The seizure was reported at a meeting hosted by the Ministry of Public Security's Drug Crime Investigation Police Department in Hanoi on Thursday to review the department’s performance during the first half of 2021.
The ring was led by a group of Taiwanese nationals who had been living in Ho Chi Minh City, said Major General Nguyen Van Vien, director of the department.
The department was tipped off about the crime ring by Taiwanese law enforcement who said that several Vietnamese in Cambodia had been colluding with a syndicate in Vietnam to traffic drugs from there to Ho Chi Minh City before shipping them out of the country by road and air, the major general said.

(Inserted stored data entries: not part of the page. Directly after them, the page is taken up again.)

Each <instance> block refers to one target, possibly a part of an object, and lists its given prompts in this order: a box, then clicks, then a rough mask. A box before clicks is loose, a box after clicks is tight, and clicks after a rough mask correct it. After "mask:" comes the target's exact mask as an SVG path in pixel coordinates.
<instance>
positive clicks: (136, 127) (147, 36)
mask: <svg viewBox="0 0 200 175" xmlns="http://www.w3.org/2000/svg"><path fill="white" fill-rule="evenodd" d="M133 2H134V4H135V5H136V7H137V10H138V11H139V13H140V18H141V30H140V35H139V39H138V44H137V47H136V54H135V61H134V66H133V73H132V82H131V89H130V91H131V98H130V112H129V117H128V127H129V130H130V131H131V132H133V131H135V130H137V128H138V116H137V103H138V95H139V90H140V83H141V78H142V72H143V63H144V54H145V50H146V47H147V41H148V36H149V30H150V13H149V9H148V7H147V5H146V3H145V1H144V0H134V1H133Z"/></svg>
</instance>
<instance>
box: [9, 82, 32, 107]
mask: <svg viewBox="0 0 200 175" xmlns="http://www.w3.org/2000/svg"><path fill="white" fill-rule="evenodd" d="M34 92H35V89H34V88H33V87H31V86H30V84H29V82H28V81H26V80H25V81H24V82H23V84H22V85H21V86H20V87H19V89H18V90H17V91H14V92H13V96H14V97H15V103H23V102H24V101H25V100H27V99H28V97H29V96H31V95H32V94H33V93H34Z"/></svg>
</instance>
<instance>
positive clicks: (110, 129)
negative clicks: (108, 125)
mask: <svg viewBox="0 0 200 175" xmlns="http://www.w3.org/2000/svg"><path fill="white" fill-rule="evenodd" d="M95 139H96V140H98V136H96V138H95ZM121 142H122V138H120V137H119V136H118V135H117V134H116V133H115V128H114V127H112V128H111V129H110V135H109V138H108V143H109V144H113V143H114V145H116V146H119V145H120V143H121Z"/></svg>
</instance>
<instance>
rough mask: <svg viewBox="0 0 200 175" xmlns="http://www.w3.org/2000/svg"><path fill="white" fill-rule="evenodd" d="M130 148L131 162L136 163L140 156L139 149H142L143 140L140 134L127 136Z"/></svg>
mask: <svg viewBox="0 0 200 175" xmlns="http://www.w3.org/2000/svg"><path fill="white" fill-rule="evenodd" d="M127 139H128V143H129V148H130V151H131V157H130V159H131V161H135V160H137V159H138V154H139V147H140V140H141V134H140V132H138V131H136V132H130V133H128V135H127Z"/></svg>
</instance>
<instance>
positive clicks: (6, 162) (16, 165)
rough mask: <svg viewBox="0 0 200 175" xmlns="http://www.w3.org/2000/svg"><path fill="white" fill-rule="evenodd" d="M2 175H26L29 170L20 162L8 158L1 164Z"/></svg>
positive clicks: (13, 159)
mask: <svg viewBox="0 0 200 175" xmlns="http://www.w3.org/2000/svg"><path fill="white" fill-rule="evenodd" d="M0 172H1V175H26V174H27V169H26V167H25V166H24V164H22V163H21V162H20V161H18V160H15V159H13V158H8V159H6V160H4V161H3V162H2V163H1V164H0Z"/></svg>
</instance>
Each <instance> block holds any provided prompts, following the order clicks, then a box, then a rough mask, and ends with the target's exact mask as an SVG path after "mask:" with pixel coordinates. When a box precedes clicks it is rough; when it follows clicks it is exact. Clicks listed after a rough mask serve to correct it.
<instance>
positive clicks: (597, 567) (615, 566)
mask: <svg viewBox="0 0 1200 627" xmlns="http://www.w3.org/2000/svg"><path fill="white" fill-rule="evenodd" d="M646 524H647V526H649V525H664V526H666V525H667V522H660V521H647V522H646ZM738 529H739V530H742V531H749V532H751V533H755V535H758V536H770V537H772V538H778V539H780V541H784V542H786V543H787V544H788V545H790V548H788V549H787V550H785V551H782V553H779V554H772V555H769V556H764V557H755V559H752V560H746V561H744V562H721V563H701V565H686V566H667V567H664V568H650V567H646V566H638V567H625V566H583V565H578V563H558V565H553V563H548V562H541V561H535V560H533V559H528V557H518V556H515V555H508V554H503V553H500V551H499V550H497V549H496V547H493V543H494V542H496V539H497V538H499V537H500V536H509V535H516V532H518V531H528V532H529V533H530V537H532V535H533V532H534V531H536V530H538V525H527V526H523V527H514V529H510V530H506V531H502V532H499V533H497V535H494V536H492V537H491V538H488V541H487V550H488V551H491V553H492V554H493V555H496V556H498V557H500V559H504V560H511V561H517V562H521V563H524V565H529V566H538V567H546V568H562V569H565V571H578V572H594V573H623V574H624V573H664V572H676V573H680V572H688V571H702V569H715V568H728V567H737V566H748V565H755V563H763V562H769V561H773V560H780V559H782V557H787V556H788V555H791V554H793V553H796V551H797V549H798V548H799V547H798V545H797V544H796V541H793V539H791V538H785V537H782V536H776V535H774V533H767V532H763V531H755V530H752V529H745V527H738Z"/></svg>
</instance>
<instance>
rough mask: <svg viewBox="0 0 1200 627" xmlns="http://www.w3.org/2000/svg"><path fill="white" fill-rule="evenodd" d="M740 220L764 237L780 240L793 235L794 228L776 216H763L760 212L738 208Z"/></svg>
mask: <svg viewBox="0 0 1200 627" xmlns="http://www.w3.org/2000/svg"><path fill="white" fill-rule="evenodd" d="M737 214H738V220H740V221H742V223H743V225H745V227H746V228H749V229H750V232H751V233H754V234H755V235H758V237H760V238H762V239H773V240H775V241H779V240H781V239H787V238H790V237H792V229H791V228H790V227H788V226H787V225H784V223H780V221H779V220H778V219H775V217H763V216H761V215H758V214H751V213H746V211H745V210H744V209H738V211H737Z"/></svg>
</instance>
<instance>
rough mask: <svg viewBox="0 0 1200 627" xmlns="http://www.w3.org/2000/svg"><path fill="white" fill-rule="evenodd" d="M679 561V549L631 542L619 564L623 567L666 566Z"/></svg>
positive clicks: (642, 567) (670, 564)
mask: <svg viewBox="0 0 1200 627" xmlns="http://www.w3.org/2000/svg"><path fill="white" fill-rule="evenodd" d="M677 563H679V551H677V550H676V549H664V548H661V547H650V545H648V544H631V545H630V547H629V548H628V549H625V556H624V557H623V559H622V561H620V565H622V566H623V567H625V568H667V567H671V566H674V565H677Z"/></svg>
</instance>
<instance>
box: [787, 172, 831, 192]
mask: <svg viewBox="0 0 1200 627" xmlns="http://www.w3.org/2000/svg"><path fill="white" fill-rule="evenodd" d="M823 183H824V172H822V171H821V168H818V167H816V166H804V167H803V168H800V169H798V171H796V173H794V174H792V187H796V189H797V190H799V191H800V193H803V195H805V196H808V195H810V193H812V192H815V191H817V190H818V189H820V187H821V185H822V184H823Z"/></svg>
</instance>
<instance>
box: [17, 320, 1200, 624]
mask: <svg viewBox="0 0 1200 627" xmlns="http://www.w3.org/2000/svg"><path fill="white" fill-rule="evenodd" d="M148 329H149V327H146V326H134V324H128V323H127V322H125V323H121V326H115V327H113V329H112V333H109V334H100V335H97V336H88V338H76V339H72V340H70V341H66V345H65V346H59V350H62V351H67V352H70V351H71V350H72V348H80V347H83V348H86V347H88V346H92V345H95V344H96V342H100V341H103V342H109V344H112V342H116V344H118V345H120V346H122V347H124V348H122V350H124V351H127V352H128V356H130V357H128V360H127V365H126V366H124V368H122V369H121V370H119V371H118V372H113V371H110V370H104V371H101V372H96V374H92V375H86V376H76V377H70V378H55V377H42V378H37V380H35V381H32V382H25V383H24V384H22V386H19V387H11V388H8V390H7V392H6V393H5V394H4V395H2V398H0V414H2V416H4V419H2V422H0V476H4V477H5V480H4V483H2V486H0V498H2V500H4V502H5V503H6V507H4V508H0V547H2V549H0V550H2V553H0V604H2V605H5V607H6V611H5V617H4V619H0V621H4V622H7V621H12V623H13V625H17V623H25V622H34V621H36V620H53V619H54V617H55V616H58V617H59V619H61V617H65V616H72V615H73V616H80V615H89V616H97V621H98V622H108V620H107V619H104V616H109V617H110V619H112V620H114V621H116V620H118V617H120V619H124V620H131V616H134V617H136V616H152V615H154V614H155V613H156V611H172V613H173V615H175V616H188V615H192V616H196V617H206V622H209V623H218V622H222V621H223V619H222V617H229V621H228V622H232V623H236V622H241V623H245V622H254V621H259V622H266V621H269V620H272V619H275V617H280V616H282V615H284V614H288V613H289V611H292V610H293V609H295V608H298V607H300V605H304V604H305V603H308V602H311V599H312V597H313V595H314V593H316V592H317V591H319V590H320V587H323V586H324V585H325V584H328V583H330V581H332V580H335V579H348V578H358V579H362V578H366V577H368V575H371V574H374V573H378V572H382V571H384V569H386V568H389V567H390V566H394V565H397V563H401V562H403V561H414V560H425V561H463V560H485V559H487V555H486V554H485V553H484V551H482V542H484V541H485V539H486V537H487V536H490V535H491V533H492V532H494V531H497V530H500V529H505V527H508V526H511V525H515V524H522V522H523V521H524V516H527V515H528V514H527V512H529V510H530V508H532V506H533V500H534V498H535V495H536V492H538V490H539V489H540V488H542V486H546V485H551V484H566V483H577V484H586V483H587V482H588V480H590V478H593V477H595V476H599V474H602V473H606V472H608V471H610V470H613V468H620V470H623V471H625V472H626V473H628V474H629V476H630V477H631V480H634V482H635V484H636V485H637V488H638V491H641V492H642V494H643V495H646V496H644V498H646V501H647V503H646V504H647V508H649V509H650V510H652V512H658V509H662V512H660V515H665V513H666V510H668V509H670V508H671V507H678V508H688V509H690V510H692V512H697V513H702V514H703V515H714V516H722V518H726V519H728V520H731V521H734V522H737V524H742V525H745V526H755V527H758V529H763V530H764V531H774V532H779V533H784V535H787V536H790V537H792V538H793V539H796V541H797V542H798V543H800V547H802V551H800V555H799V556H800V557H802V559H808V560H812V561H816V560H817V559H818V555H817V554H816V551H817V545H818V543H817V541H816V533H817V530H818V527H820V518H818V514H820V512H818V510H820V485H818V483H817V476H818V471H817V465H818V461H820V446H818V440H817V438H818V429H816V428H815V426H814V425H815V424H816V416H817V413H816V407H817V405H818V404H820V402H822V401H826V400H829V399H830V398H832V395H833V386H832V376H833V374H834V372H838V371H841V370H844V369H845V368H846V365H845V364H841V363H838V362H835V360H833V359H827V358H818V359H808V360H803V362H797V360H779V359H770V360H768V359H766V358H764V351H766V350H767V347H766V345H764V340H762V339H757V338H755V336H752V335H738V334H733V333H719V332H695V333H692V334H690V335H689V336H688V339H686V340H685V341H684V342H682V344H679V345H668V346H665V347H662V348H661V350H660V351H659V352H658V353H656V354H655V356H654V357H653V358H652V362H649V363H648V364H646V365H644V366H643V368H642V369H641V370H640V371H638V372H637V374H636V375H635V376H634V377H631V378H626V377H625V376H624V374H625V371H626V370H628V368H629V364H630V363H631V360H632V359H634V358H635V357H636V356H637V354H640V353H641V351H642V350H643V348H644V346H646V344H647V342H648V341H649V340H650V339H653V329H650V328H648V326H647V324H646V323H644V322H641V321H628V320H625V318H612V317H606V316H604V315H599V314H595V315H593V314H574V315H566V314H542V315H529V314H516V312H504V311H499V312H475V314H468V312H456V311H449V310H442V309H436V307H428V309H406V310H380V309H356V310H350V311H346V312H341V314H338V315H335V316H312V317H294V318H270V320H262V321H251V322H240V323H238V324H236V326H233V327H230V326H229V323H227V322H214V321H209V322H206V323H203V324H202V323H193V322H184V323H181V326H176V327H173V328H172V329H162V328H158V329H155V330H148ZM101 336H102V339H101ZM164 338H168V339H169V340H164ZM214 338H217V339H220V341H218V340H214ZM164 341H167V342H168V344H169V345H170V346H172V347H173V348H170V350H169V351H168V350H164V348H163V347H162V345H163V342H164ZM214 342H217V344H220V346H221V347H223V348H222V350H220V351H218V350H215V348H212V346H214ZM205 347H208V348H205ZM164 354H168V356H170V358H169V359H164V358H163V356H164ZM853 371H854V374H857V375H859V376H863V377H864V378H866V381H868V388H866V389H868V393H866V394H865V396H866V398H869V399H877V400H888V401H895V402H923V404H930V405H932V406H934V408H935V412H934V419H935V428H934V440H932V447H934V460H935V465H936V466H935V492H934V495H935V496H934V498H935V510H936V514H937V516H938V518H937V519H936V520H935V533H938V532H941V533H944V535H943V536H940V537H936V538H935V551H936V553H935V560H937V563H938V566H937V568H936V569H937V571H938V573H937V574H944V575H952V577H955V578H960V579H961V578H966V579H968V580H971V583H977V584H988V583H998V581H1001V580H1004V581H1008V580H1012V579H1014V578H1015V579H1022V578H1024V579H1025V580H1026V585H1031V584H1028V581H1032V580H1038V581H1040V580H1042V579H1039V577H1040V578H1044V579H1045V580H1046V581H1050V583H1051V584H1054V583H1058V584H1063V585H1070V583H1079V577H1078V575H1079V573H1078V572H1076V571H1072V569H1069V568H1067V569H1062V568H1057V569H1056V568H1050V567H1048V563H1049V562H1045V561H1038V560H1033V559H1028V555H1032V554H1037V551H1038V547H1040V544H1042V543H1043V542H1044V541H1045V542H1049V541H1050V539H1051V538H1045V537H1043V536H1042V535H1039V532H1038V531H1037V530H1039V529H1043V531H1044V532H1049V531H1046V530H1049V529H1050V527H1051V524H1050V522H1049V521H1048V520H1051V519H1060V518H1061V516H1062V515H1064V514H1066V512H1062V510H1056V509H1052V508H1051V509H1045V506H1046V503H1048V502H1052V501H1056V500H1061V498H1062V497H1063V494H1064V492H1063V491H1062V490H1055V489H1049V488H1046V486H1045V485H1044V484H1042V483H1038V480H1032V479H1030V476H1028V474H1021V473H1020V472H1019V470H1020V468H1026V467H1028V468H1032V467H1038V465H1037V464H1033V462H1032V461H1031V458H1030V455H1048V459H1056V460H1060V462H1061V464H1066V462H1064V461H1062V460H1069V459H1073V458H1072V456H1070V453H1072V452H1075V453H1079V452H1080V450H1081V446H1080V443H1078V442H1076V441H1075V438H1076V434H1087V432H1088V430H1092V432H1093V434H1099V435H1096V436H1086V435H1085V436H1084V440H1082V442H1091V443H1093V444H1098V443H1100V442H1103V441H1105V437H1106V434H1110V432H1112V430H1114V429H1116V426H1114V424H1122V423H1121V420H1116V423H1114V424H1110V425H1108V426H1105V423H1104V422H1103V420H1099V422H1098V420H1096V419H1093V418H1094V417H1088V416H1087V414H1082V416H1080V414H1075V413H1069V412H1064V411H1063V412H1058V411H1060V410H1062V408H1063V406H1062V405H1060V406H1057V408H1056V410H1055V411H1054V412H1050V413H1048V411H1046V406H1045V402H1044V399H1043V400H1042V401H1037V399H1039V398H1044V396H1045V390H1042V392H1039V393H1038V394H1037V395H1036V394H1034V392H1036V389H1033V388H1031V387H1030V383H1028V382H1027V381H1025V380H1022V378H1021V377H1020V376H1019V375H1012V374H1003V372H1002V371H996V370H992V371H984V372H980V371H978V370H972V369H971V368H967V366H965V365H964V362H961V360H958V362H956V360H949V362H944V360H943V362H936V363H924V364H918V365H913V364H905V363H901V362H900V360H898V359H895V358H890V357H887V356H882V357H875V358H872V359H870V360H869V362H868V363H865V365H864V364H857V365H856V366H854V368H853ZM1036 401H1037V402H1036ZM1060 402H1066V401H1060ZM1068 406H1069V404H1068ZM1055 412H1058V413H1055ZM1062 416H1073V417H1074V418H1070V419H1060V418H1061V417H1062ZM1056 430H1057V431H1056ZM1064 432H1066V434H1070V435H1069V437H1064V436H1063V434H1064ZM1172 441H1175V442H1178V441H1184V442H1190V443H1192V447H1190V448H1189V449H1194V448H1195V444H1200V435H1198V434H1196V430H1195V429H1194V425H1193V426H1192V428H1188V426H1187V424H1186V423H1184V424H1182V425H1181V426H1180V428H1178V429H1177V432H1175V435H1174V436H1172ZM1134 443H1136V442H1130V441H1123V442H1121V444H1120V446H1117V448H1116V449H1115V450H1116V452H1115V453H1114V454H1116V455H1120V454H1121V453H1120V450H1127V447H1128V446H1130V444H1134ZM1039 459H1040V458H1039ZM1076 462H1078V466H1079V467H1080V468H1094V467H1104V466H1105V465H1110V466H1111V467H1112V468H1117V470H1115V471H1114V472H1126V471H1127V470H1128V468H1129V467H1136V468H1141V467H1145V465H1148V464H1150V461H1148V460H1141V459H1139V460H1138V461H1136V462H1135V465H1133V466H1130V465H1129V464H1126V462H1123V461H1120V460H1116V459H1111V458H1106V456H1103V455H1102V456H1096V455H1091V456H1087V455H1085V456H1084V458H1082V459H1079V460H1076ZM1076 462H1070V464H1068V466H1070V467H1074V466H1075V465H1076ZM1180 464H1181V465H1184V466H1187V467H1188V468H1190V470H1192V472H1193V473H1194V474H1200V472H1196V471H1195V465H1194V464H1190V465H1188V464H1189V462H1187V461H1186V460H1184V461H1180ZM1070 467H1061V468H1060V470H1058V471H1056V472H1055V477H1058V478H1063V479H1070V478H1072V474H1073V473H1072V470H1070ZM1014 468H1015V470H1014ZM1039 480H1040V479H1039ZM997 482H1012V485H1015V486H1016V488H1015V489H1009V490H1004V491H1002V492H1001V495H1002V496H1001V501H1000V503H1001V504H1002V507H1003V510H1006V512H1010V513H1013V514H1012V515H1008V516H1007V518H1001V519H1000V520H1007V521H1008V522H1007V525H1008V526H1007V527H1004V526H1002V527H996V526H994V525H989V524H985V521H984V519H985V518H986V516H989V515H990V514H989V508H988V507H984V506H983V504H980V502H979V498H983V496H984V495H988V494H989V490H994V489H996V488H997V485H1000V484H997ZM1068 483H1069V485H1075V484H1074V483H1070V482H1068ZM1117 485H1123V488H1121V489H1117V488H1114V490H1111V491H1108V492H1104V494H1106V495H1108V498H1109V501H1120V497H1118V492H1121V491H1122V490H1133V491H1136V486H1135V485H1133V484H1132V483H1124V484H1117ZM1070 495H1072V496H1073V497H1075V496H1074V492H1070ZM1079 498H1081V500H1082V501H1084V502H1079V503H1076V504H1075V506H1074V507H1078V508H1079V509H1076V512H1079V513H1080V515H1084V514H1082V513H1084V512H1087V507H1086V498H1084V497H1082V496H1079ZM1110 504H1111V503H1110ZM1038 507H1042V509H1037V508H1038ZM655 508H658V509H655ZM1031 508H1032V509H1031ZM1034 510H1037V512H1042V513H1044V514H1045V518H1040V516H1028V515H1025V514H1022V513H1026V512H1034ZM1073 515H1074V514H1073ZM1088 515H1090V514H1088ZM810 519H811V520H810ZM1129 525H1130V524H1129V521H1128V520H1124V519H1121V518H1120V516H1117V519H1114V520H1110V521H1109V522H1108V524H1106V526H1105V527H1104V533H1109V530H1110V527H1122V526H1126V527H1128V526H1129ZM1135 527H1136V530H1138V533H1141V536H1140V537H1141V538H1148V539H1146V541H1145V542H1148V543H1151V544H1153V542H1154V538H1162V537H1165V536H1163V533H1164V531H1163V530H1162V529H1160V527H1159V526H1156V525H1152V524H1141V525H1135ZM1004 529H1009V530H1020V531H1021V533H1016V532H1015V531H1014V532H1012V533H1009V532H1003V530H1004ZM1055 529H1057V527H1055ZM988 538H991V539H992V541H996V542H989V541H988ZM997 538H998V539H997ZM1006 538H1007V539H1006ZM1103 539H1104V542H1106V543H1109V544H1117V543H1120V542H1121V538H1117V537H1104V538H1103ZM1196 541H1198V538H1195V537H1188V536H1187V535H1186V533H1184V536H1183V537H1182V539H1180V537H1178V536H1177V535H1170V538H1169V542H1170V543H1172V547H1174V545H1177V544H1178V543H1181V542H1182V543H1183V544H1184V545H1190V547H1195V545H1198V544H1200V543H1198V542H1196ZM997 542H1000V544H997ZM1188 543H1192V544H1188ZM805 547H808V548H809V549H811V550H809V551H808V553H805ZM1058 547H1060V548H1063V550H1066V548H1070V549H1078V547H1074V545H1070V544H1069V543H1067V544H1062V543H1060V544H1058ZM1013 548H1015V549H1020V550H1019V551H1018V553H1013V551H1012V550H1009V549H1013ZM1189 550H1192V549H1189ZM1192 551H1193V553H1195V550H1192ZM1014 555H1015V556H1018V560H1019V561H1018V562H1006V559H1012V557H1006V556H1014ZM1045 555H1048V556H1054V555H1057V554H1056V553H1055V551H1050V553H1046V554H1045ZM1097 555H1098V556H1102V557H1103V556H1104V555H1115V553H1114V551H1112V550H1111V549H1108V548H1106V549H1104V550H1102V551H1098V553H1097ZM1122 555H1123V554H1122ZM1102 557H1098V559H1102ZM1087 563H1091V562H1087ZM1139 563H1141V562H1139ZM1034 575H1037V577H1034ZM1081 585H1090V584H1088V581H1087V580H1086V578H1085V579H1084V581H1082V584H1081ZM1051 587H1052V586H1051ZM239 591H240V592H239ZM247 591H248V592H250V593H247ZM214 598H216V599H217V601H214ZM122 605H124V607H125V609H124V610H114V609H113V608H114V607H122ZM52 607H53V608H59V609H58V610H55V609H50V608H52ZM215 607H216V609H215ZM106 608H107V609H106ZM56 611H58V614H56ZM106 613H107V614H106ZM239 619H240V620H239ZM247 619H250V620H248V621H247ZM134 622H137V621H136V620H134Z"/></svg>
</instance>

On May 19, a police team pulled over a car transporting 10 kilograms of ketamine stashed inside boxes of instant noodles in the city’s Binh Tan District.
Officers then arrested two Taiwanese nationals who had been preparing to receive the shipment for delivery to a third country.
The two Taiwanese told police that another Taiwanese national, Huang Yen Sheng, had hired them to transport the drugs.
In this supplied photo, drugs were found hidden in pig organs at a factory in Hanoi. |
Working off testimony from those in custody, authorities raided a warehouse belonging to a transport company in Binh Chanh District, where they discovered 150 kilograms of drugs hidden in five electric motors, each weighing one ton, which were being prepared for transport to Hanoi.
Meanwhile, during a search of a 300-square-meter factory that Huang had been renting in Hanoi’s Thuong Tin District, police found dozens of kilograms of drugs stashed inside pig organs awaiting delivery to China.
Members of the drug ring had portioned out 90 kilograms of ketamine and concealed them in the abdomens of 900 pigs.
They then fixed a positioning device onto the shipment in order to monitor it during transport.
Another search of an apartment rented by Huang in Hanoi’s Long Bien District led to the discovery of five positioning systems intended to monitor drugs during the transport process.
Police have so far arrested five members of the ring and discovered that it had successfully delivered 270 kilograms of ketamine hidden in three outbound shipments since the beginning of the year.
As the ring’s masterminds are now in China and Cambodia, Vietnamese police are coordinating with counterparts in those countries to continue their investigations, Major General Vien said.